От жары тушь с ресниц плывет, глаза печальные. Пустые – радужка затянута туманом. Воздух вокруг нее словно дрожит, готовясь вот-вот выпасть какими-нибудь радиоактивными осадками. Но несмотря на все это Инге страшно хочется расспросить, разузнать. Она будто раздвигает шторы, пыльные, старые, сухие, проеденные молью, и выходит на свет.
- А вы меняли имя?
- О да! – весело отзывается женщина. – Имя, цвет волос, возраст – все можно подделать. Тысячу раз. Я экспериментировала со всем. Если бы ты знала, что я сейчас делаю в Небраске… Но тебе это не нужно, поверь…
Инга медленно сворачивает салфетку с номером и кладет в карман. Какая же она странная. Слишком развязна и вульгарна. Пугает. Неужели и она выглядит также со стороны? У нее немного подружек, правда, но она не замечала, чтобы люди отворачивались, отходили, чтобы им хотелось пересесть. Отводили глаза? Или да? Например, Папандреус. С тех пор, как он переехал в М, ближе они не стали… И Л не сказать, чтобы к ней благоволила.
- Не стесняйся! Звони!
И улыбка отвратительная – словно недомогающий старичок осклабился прямо тебе во внутренности.

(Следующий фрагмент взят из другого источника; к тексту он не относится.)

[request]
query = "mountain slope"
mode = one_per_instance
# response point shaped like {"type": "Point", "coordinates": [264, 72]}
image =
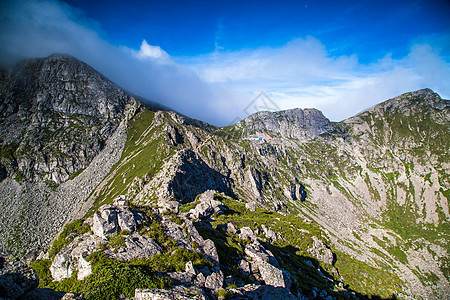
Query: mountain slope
{"type": "Point", "coordinates": [365, 200]}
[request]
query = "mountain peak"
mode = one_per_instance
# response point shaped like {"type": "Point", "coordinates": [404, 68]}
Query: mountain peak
{"type": "Point", "coordinates": [302, 124]}
{"type": "Point", "coordinates": [411, 102]}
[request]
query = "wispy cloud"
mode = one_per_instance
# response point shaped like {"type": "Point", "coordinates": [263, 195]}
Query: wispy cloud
{"type": "Point", "coordinates": [304, 74]}
{"type": "Point", "coordinates": [151, 52]}
{"type": "Point", "coordinates": [217, 87]}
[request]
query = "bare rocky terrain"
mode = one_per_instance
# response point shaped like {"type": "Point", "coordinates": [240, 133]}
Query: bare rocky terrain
{"type": "Point", "coordinates": [325, 210]}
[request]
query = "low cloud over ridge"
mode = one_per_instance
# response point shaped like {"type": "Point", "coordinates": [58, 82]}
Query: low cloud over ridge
{"type": "Point", "coordinates": [218, 86]}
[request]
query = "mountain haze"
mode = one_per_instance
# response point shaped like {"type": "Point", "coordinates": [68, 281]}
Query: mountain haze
{"type": "Point", "coordinates": [335, 210]}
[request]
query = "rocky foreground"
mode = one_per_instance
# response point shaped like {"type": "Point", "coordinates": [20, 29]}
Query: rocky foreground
{"type": "Point", "coordinates": [358, 208]}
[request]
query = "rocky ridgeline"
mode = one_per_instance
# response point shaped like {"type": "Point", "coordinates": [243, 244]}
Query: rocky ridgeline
{"type": "Point", "coordinates": [301, 124]}
{"type": "Point", "coordinates": [56, 114]}
{"type": "Point", "coordinates": [265, 278]}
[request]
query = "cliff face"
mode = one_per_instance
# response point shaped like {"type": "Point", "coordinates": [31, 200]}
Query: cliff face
{"type": "Point", "coordinates": [294, 123]}
{"type": "Point", "coordinates": [62, 126]}
{"type": "Point", "coordinates": [56, 114]}
{"type": "Point", "coordinates": [369, 193]}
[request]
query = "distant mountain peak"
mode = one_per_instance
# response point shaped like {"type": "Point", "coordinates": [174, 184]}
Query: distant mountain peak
{"type": "Point", "coordinates": [302, 124]}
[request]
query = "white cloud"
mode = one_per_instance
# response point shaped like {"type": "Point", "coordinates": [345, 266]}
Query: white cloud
{"type": "Point", "coordinates": [151, 52]}
{"type": "Point", "coordinates": [304, 74]}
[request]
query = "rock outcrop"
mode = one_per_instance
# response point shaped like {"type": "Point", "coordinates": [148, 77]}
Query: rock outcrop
{"type": "Point", "coordinates": [302, 124]}
{"type": "Point", "coordinates": [16, 279]}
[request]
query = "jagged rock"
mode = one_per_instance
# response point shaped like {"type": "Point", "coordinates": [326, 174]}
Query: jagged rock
{"type": "Point", "coordinates": [274, 276]}
{"type": "Point", "coordinates": [49, 294]}
{"type": "Point", "coordinates": [257, 252]}
{"type": "Point", "coordinates": [210, 251]}
{"type": "Point", "coordinates": [126, 221]}
{"type": "Point", "coordinates": [269, 233]}
{"type": "Point", "coordinates": [247, 233]}
{"type": "Point", "coordinates": [244, 267]}
{"type": "Point", "coordinates": [105, 221]}
{"type": "Point", "coordinates": [258, 292]}
{"type": "Point", "coordinates": [200, 280]}
{"type": "Point", "coordinates": [165, 206]}
{"type": "Point", "coordinates": [293, 123]}
{"type": "Point", "coordinates": [16, 279]}
{"type": "Point", "coordinates": [72, 257]}
{"type": "Point", "coordinates": [207, 206]}
{"type": "Point", "coordinates": [137, 246]}
{"type": "Point", "coordinates": [182, 278]}
{"type": "Point", "coordinates": [176, 293]}
{"type": "Point", "coordinates": [320, 251]}
{"type": "Point", "coordinates": [68, 259]}
{"type": "Point", "coordinates": [110, 219]}
{"type": "Point", "coordinates": [268, 267]}
{"type": "Point", "coordinates": [227, 228]}
{"type": "Point", "coordinates": [251, 206]}
{"type": "Point", "coordinates": [214, 281]}
{"type": "Point", "coordinates": [84, 268]}
{"type": "Point", "coordinates": [189, 268]}
{"type": "Point", "coordinates": [61, 267]}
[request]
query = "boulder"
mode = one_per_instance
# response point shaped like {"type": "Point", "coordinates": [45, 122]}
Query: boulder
{"type": "Point", "coordinates": [177, 292]}
{"type": "Point", "coordinates": [210, 251]}
{"type": "Point", "coordinates": [214, 281]}
{"type": "Point", "coordinates": [269, 233]}
{"type": "Point", "coordinates": [181, 278]}
{"type": "Point", "coordinates": [321, 252]}
{"type": "Point", "coordinates": [105, 221]}
{"type": "Point", "coordinates": [207, 206]}
{"type": "Point", "coordinates": [110, 219]}
{"type": "Point", "coordinates": [247, 233]}
{"type": "Point", "coordinates": [189, 268]}
{"type": "Point", "coordinates": [274, 276]}
{"type": "Point", "coordinates": [61, 266]}
{"type": "Point", "coordinates": [257, 252]}
{"type": "Point", "coordinates": [125, 220]}
{"type": "Point", "coordinates": [257, 292]}
{"type": "Point", "coordinates": [16, 278]}
{"type": "Point", "coordinates": [136, 246]}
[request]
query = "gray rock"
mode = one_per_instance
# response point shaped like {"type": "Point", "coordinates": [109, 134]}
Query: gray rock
{"type": "Point", "coordinates": [274, 276]}
{"type": "Point", "coordinates": [214, 281]}
{"type": "Point", "coordinates": [257, 252]}
{"type": "Point", "coordinates": [210, 251]}
{"type": "Point", "coordinates": [105, 221]}
{"type": "Point", "coordinates": [247, 233]}
{"type": "Point", "coordinates": [125, 220]}
{"type": "Point", "coordinates": [244, 267]}
{"type": "Point", "coordinates": [269, 233]}
{"type": "Point", "coordinates": [110, 219]}
{"type": "Point", "coordinates": [136, 246]}
{"type": "Point", "coordinates": [207, 206]}
{"type": "Point", "coordinates": [259, 292]}
{"type": "Point", "coordinates": [200, 280]}
{"type": "Point", "coordinates": [320, 251]}
{"type": "Point", "coordinates": [293, 123]}
{"type": "Point", "coordinates": [189, 268]}
{"type": "Point", "coordinates": [61, 267]}
{"type": "Point", "coordinates": [181, 278]}
{"type": "Point", "coordinates": [176, 293]}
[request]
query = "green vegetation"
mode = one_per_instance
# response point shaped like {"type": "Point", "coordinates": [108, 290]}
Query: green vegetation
{"type": "Point", "coordinates": [366, 279]}
{"type": "Point", "coordinates": [109, 279]}
{"type": "Point", "coordinates": [116, 241]}
{"type": "Point", "coordinates": [71, 230]}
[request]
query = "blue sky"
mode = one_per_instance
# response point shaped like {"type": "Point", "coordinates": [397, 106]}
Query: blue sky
{"type": "Point", "coordinates": [209, 59]}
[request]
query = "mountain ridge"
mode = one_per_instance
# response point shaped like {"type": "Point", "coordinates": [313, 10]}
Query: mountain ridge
{"type": "Point", "coordinates": [374, 191]}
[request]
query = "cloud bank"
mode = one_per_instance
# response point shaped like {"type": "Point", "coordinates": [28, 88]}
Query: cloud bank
{"type": "Point", "coordinates": [218, 87]}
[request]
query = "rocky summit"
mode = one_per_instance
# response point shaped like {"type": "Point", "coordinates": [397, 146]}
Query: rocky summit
{"type": "Point", "coordinates": [110, 196]}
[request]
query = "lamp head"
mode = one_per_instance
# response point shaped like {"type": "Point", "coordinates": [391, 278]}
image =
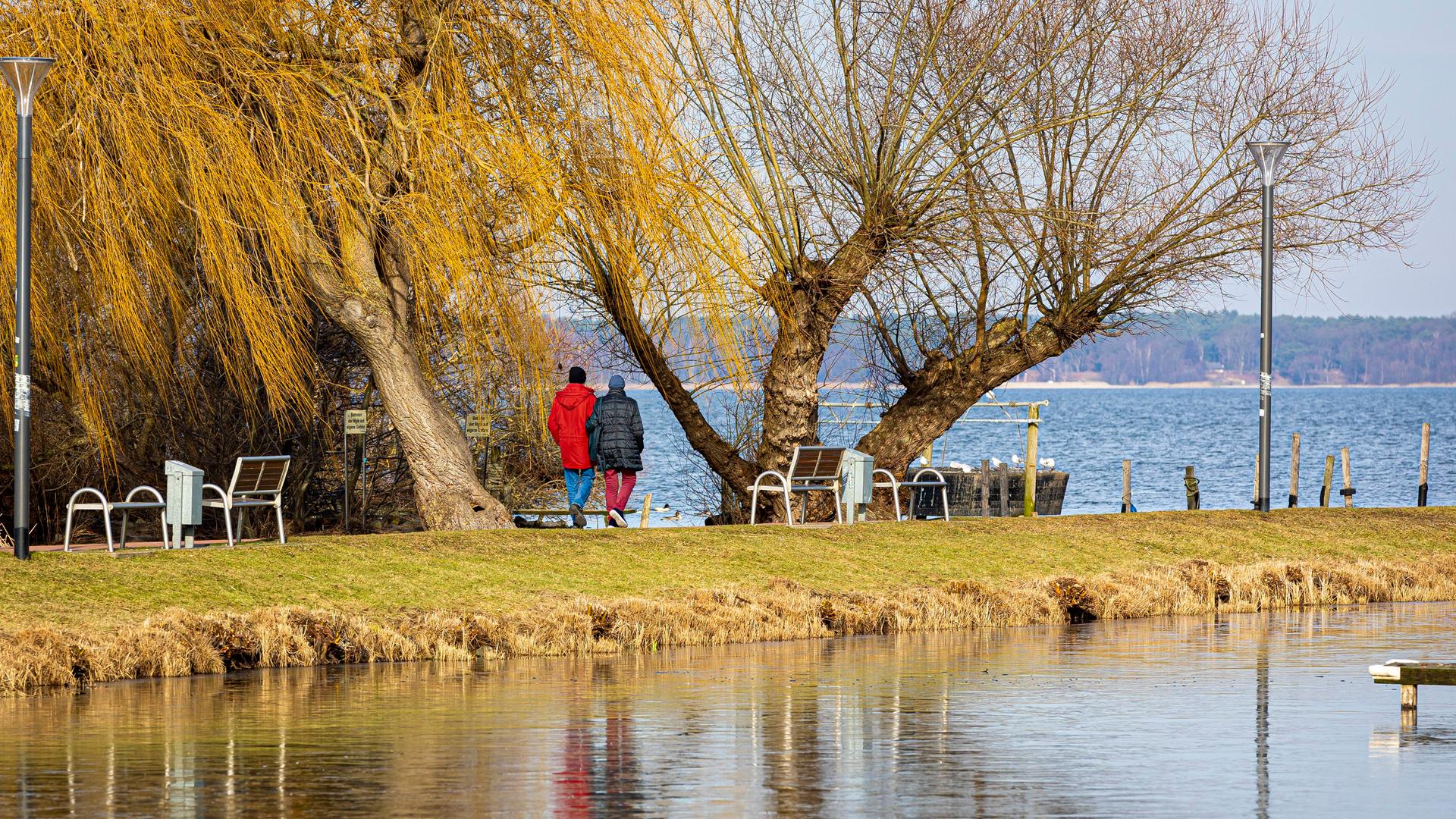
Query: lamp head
{"type": "Point", "coordinates": [24, 76]}
{"type": "Point", "coordinates": [1267, 156]}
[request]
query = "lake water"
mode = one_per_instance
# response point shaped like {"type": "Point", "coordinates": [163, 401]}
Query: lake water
{"type": "Point", "coordinates": [1090, 431]}
{"type": "Point", "coordinates": [1219, 716]}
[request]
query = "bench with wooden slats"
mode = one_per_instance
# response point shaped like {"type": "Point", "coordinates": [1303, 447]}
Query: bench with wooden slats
{"type": "Point", "coordinates": [813, 469]}
{"type": "Point", "coordinates": [256, 482]}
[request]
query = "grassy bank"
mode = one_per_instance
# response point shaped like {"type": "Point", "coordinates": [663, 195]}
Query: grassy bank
{"type": "Point", "coordinates": [67, 620]}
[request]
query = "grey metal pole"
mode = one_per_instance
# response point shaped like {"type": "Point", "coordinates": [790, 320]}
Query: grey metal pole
{"type": "Point", "coordinates": [1266, 156]}
{"type": "Point", "coordinates": [22, 338]}
{"type": "Point", "coordinates": [24, 76]}
{"type": "Point", "coordinates": [1266, 346]}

Инга в Н клеит обои и недоуменно качает головой, прислушиваясь к беседе. Август у них не такой изнуряющий, к тому же она почти все лето прожила на даче, читая горы книг, заданных на каникулы. И конный клуб. Вот что ее радует. Все, в общем-то неплохо, так? А некоторые вещи лучше не знать. Не вдаваться в подробности.
Мы обернемся друг вокруг дружки. (с)
Как два спящих котенка или пара упавших на ковер атласных ленточек.

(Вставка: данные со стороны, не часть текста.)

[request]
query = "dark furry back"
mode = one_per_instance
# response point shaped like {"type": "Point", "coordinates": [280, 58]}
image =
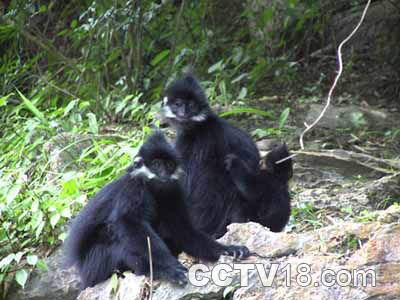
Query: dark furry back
{"type": "Point", "coordinates": [213, 200]}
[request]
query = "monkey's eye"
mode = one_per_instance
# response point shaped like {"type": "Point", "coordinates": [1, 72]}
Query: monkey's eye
{"type": "Point", "coordinates": [193, 107]}
{"type": "Point", "coordinates": [170, 166]}
{"type": "Point", "coordinates": [178, 102]}
{"type": "Point", "coordinates": [137, 164]}
{"type": "Point", "coordinates": [156, 164]}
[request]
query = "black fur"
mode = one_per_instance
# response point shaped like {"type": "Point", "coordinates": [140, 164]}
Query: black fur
{"type": "Point", "coordinates": [268, 189]}
{"type": "Point", "coordinates": [110, 233]}
{"type": "Point", "coordinates": [215, 198]}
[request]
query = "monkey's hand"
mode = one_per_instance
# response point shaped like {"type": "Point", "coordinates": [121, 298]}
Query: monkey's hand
{"type": "Point", "coordinates": [176, 274]}
{"type": "Point", "coordinates": [230, 161]}
{"type": "Point", "coordinates": [237, 251]}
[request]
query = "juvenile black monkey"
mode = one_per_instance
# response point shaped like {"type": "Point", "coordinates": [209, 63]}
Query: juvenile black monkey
{"type": "Point", "coordinates": [203, 141]}
{"type": "Point", "coordinates": [110, 233]}
{"type": "Point", "coordinates": [268, 189]}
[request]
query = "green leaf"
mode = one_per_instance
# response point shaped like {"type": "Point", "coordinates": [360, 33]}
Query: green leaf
{"type": "Point", "coordinates": [216, 67]}
{"type": "Point", "coordinates": [18, 256]}
{"type": "Point", "coordinates": [54, 219]}
{"type": "Point", "coordinates": [242, 94]}
{"type": "Point", "coordinates": [247, 110]}
{"type": "Point", "coordinates": [41, 264]}
{"type": "Point", "coordinates": [159, 57]}
{"type": "Point", "coordinates": [7, 260]}
{"type": "Point", "coordinates": [32, 259]}
{"type": "Point", "coordinates": [69, 107]}
{"type": "Point", "coordinates": [114, 282]}
{"type": "Point", "coordinates": [283, 117]}
{"type": "Point", "coordinates": [3, 100]}
{"type": "Point", "coordinates": [21, 277]}
{"type": "Point", "coordinates": [74, 23]}
{"type": "Point", "coordinates": [93, 126]}
{"type": "Point", "coordinates": [66, 213]}
{"type": "Point", "coordinates": [30, 106]}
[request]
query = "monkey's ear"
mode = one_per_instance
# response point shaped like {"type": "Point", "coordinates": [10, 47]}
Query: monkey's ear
{"type": "Point", "coordinates": [130, 169]}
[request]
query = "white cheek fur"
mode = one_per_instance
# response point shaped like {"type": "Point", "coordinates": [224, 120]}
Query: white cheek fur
{"type": "Point", "coordinates": [165, 100]}
{"type": "Point", "coordinates": [199, 118]}
{"type": "Point", "coordinates": [167, 112]}
{"type": "Point", "coordinates": [177, 174]}
{"type": "Point", "coordinates": [143, 171]}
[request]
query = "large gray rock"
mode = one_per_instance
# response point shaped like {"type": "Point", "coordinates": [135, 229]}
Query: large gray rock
{"type": "Point", "coordinates": [58, 283]}
{"type": "Point", "coordinates": [331, 248]}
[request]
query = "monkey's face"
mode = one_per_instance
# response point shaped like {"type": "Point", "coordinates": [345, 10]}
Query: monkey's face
{"type": "Point", "coordinates": [185, 103]}
{"type": "Point", "coordinates": [156, 169]}
{"type": "Point", "coordinates": [179, 111]}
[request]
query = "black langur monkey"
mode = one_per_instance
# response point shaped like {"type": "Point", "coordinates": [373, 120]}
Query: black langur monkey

Инга чувствует толчок в грудь и резко останавливается. Она знает, что Инга в Н сейчас за городом, в конном клубе. И она знает, что конь дурной, и села она на него из упрямства – доказать, что объездит. Конь белый, видный, зовут Туман. На фоне осенней листвы они с ним смотрятся впечатляюще. Все это – и скорость, и пейзаж пьянит невероятно. Скотина лягается, но это бы полбеды. Конь сворачивает с тропы, несется через лес, вот тупое животное. Инга кричит, никто ее не слышит. Никому в лесу нет дела до ее глупых проделок. Все готовятся к зиме. Стоит веселый сентябрьский день, листья желтеют, но еще не падают. Они в нерешительности балансируют между теплом и стужей. Им что? Живут всего год – не знают, что ждет впереди – мерзлая земля, бесприютность, кто-нибудь растопчет их, ветер будет мотать и рвать, ледяной дождь, а потом – тлен, забвение, белый гнет. Инга валится с коня. Она чувствует обжигающую боль и удивляется. С чего бы? Сучок протыкает бок, будто в новогоднюю курочку входит зубочистка – готова ли?